Non so come sia possibile, ma lo ricordo.
Il profumo di mughetto che aleggiava nella cesta di vimini dove dormivo da neonata.
Una cesta rivestita con stoffa bianca a fiorellini minuscoli, cucita a mano da mia madre.
Quel dettaglio, così lontano, così preciso, mi accompagna ancora.
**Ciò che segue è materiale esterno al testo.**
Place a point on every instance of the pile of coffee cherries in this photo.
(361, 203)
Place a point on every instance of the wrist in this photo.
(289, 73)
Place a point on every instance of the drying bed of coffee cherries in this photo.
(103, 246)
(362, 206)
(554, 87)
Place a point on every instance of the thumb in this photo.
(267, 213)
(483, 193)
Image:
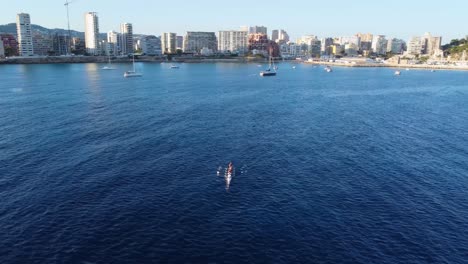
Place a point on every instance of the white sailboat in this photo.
(271, 71)
(133, 73)
(109, 65)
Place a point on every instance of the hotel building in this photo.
(23, 28)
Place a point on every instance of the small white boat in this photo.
(109, 65)
(133, 73)
(229, 174)
(269, 71)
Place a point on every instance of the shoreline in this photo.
(104, 59)
(390, 65)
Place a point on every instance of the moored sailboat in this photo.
(133, 73)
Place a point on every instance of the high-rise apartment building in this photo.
(150, 45)
(2, 50)
(168, 43)
(43, 44)
(23, 28)
(366, 41)
(429, 44)
(414, 46)
(196, 41)
(233, 41)
(92, 33)
(379, 44)
(325, 46)
(274, 34)
(396, 46)
(258, 30)
(126, 34)
(113, 47)
(180, 42)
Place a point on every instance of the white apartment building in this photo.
(2, 50)
(233, 41)
(23, 28)
(168, 43)
(150, 45)
(92, 33)
(196, 41)
(113, 47)
(126, 35)
(414, 46)
(379, 44)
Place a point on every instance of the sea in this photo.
(353, 166)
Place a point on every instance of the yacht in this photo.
(133, 73)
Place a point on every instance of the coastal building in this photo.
(126, 36)
(78, 46)
(351, 49)
(180, 42)
(59, 44)
(10, 44)
(396, 46)
(379, 45)
(258, 30)
(194, 42)
(279, 36)
(429, 44)
(2, 50)
(168, 43)
(354, 40)
(23, 29)
(275, 34)
(260, 44)
(150, 45)
(365, 42)
(325, 46)
(92, 33)
(311, 45)
(414, 46)
(43, 44)
(244, 28)
(233, 41)
(113, 40)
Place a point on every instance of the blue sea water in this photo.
(353, 166)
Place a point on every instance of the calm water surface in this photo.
(353, 166)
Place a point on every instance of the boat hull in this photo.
(266, 74)
(132, 74)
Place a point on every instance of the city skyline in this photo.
(303, 18)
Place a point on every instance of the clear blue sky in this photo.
(397, 18)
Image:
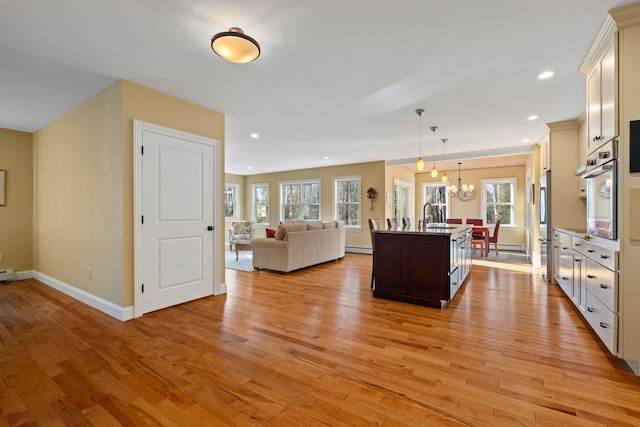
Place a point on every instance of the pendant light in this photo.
(434, 171)
(235, 46)
(420, 162)
(445, 178)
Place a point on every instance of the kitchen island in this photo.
(425, 267)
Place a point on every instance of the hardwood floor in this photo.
(313, 348)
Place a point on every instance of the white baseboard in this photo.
(113, 310)
(358, 250)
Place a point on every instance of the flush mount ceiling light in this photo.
(434, 171)
(420, 162)
(235, 46)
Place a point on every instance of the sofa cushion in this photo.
(283, 229)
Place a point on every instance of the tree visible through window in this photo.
(436, 195)
(231, 201)
(300, 200)
(347, 193)
(498, 201)
(260, 203)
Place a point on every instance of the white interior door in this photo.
(176, 235)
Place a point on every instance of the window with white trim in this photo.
(436, 195)
(260, 197)
(347, 200)
(499, 201)
(300, 200)
(231, 192)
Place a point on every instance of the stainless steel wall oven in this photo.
(602, 190)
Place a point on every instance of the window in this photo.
(231, 201)
(498, 201)
(402, 206)
(437, 196)
(260, 194)
(347, 201)
(300, 200)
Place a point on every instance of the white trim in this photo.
(301, 181)
(237, 206)
(334, 189)
(139, 127)
(514, 198)
(23, 275)
(253, 203)
(113, 310)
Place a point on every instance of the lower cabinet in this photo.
(587, 273)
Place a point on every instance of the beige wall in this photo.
(473, 208)
(372, 175)
(16, 158)
(83, 185)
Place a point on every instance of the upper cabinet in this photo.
(601, 95)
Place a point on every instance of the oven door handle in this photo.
(598, 170)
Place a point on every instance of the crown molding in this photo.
(626, 16)
(469, 155)
(599, 44)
Come se la memoria avesse scelto di conservare proprio quel frammento, come un sigillo d’amore.
Mio padre era un operaio, ma da giovane aveva fatto mille mestieri.
Tra questi, l’intrecciatore di vimini. Sapeva creare ceste, culle, sedie a dondolo, salotti.
Le sue mani sapevano costruire rifugi.
Mia madre, invece, cuciva.
A mano, a macchina, ricamava con grazia.
Aveva frequentato un corso da sarta, ma non poté ritirare il diploma: costava troppo.
Sua madre, mia nonna, non lo riteneva importante.
Per lei, solo il figlio maschio doveva studiare e laurearsi.
Le femmine dovevano restare a casa, fare le casalinghe.
Mia madre avrebbe voluto diventare maestra o artista, ma le fu vietato.
E io, oggi, rabbrividisco davanti a quell’ignoranza, a quella cattiveria mascherata da tradizione.
Quanti sogni negati, quante ali tarpate.
Eppure, in quella cesta profumata di mughetto, c’era già la bellezza che loro avevano creato insieme.
Con le mani. Con il cuore.
Con tutto ciò che non era permesso, ma che esisteva lo stesso, proprio come me.
Nel profumo del mattino
Nel cesto di vimini, dolce e leggero,
dormivo cullata da un sogno sincero.
La stoffa cucita da mani pazienti,
nascondeva storie, dolori latenti.
Il mughetto spargeva il suo aroma sottile,
come un canto segreto, fragile e gentile.
Mia madre cuciva con occhi lucenti,
mio padre intrecciava con gesti sapienti.
Le donne di casa, silenziose e fiere,
vivevano vite tra sogni e barriere.
Ma in quel profumo che ancora mi resta,
c’è tutta la forza che il tempo non arresta.